Zoldan Receives R01 to Develop Hydrogels for Personalized Peripheral Artery Disease Treatment

March 24, 2022

Associate Professor Janet Zoldan has received a $2.26 million R01 grant from the National Heart, Lung, and Blood Institute of the National Institutes of Health to develop innovative hydrogel systems that will facilitate vessel growth to treat peripheral artery disease.

janet zoldan1000667
Peripheral artery disease (PAD) is a condition where narrowing of arteries reduces blood flow to limbs. It is the third most common cause of cardiovascular morbidity worldwide and is present in 20 percent of the population over the age of 65. If left untreated, PAD can progress to critical limb ischemia, resulting in tissue necrosis and eventual amputation.
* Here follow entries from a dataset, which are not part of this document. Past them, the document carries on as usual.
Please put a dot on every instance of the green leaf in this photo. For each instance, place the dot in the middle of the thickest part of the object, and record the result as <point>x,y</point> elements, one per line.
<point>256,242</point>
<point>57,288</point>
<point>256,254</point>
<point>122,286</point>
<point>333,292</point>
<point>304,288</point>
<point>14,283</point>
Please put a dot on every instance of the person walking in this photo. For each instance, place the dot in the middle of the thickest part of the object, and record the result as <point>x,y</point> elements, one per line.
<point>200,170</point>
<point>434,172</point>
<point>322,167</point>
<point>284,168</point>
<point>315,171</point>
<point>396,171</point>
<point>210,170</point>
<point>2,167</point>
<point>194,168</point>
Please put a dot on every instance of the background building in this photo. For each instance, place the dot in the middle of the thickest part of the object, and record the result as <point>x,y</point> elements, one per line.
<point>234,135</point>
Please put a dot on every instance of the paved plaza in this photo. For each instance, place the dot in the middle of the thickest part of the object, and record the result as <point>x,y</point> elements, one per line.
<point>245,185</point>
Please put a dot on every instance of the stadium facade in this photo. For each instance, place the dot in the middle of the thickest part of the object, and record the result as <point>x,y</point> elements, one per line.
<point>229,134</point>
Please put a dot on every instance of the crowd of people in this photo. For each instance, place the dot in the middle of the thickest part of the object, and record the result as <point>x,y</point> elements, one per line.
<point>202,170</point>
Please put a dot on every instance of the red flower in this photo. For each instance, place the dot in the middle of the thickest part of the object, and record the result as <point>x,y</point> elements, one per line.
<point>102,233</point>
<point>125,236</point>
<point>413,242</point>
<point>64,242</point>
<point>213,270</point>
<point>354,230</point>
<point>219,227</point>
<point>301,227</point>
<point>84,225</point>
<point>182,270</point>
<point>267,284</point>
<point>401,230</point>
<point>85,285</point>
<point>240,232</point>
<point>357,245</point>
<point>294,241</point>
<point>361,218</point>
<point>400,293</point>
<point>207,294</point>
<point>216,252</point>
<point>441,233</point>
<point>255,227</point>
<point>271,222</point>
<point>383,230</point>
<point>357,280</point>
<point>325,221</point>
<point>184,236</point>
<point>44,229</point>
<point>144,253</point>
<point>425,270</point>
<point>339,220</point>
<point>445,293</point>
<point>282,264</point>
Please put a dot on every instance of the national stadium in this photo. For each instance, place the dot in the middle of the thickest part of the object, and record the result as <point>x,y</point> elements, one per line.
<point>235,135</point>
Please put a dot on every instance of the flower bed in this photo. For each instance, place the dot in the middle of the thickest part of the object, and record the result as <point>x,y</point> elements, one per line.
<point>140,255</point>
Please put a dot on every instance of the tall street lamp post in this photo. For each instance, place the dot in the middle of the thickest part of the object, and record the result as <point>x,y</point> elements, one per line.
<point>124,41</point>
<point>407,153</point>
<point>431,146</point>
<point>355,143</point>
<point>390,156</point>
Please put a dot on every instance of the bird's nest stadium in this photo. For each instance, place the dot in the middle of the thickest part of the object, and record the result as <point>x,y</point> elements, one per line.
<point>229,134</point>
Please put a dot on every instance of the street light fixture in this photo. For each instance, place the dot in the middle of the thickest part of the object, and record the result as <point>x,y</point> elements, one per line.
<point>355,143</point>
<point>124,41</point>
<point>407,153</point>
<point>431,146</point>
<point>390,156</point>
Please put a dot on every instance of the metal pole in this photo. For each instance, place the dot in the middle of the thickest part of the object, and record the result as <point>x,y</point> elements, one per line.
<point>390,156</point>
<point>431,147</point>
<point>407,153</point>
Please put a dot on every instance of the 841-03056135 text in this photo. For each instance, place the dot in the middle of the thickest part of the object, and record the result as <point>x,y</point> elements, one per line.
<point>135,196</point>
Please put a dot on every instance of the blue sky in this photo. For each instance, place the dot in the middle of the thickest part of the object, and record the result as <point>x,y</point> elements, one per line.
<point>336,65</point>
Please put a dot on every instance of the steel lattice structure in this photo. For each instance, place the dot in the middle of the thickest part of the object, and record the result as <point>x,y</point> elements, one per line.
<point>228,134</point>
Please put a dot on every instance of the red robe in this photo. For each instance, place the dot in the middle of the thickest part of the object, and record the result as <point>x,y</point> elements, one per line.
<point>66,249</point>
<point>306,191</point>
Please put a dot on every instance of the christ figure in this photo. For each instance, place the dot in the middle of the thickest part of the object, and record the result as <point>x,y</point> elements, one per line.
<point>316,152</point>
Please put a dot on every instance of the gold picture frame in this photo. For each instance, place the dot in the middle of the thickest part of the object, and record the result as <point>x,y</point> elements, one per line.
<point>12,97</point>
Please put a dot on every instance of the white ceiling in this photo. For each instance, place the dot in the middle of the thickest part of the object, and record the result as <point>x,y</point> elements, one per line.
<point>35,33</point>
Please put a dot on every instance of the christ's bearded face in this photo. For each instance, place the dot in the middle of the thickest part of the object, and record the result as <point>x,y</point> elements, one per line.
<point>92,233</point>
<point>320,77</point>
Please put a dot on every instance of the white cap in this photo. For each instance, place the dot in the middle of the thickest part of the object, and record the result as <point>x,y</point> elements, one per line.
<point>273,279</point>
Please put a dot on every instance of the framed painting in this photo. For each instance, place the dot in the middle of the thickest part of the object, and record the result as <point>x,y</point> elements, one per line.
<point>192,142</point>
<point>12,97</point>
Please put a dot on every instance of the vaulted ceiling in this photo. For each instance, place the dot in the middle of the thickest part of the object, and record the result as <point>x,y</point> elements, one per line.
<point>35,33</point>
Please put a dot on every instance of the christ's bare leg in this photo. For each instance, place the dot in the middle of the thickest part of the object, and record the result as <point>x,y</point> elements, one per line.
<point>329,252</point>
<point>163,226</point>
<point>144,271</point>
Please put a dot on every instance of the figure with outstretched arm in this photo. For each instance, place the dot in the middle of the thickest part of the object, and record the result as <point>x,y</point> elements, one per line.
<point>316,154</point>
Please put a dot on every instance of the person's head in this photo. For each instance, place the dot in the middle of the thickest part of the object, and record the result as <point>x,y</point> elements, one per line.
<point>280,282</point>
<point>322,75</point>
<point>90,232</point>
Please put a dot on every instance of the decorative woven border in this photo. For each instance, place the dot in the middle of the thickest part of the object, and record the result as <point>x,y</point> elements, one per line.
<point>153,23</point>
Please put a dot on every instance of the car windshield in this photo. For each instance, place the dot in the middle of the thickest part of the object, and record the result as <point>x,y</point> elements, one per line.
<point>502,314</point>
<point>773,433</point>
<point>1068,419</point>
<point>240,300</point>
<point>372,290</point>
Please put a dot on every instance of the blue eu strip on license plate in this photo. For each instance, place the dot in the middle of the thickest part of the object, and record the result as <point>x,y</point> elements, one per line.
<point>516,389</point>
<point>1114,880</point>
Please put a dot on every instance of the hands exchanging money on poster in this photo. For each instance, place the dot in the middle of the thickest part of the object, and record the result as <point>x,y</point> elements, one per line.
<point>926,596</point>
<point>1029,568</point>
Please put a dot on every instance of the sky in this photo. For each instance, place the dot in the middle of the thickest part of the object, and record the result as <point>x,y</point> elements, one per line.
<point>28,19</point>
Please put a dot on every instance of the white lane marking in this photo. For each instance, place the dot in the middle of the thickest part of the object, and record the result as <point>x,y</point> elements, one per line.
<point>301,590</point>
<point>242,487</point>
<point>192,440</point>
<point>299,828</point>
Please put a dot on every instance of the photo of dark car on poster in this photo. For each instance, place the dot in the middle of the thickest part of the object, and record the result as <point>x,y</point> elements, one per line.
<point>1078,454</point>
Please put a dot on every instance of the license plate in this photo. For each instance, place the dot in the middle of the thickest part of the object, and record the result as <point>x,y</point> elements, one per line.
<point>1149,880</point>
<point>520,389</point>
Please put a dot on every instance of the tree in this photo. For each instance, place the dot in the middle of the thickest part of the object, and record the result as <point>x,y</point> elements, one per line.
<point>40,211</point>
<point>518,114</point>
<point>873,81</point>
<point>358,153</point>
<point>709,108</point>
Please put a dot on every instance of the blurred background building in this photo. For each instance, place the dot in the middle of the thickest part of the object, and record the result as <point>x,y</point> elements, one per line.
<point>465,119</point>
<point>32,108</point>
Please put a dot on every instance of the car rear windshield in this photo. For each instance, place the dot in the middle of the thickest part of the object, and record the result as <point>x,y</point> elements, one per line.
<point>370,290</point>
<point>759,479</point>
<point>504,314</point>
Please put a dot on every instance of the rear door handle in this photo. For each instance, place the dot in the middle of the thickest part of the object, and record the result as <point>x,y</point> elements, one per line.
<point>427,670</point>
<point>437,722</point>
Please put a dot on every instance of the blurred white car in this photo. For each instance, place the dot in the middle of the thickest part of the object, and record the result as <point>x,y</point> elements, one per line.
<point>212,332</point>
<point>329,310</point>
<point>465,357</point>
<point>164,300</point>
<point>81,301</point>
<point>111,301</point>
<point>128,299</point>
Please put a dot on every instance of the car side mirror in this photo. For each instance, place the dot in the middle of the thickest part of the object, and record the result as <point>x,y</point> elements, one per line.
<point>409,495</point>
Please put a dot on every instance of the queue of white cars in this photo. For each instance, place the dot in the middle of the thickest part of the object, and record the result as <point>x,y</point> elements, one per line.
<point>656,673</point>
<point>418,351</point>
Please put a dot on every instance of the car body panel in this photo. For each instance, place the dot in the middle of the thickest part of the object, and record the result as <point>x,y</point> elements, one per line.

One effective therapeutic strategy to prevent critical limb ischemia and treat PAD is vasculogenesis, the process of creating new vessels from progenitor cells. Although, this process only occurs during embryonic development, it may be replicated in adults by delivering vascular progenitor cells derived from human-induced pluripotent stem cells (hiPSCs). These are powerful patient-derived stem cells that Zoldan’s research employs frequently.

One challenge in creating new vessels from hiPSC-derived vascular progenitor cells is that the optimal conditions for these cells’ engraftment with the host vasculature are unclear, in part due to the lack of biomaterial scaffolds that direct the self-assembly of these cells into vascular networks.

Zoldan and her team are developing a personalized tissue-engineered neovascularization strategy as a clinically viable treatment for PAD. Their approach is based on guiding vessel network formation through the engineering of dynamic hydrogels that mimic the multivariate cues of the native extracellular matrix surrounding the vascular tissue and has the potential to identify the underlying mechanisms behind the biological events occurring during vasculogenesis.

Ultimately their work will improve patient’s vascular health and aid in cardiovascular disease modeling.